Sony Next to Develop Intel Processor Powered PDAs and Cell Phones
SANTA CLARA, Calif. and NEW YORK – Intel Corporation and Sony Music Entertainment today announced they will work together to enable users to access music, images, videos and other Sony Music Entertainment content on powerful, Intel-based cellular phones and PDAs.
Together, the companies will optimize Sony Music Entertainment’s mobile applications, services and content for mobile devices running the Intel Personal Internet Client Architecture (Intel PCA) – providing users with PC-quality digital music and video on their cell phones. The two companies also plan to co-develop future applications and services for Intel-based phones, including applications that will enable consumers to use PC-based multimedia content on their cell phones.
“Music, and music videos in particular, promise to be among the most exciting applications for mobile devices,” said Ron Smith, senior vice president and general manager of Intel’s Wireless Communications and Computing Group. “Through this collaboration, users will be able to take Sony Music’s premium entertainment content with them anywhere and be able to enjoy a quality experience.”

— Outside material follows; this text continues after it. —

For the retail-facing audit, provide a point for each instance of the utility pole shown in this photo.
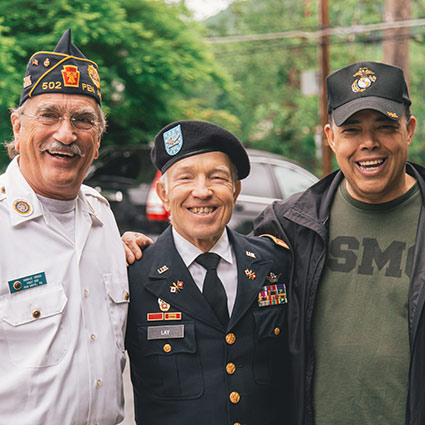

“Sony Music Entertainment’s work with Intel promises to deliver the rich, multimedia applications that consumers expect on their phones,” said Philip Wiser, chief technology officer, Sony Music Entertainment. “We’re excited about working together to create products and services that take advantage of the advanced video, audio and 3D animation capabilities supported by the Intel PCA architecture. By optimizing our products for this powerful platform, we expect to enable a very compelling end user experience for Sony Music’s mobile applications, services and content.”
Intel and Sony Music Entertainment will work with cell phone makers and wireless carriers to make Sony Music’s mobile applications and services available on Intel PCA-based phones on advanced wireless networks around the world. The Sony Music portfolio of mobile products and services enables wireless carriers to offer subscribers a variety of personalized services including the ability to download and experience images, ring tones, music videos and other music entertainment services. For phone makers, collaborations such as this enable exciting device and content bundles and provide an opportunity to showcase new and improved phone capabilities to customers.
The initial products from the collaboration are expected to be available through carriers and handset makers in 2004.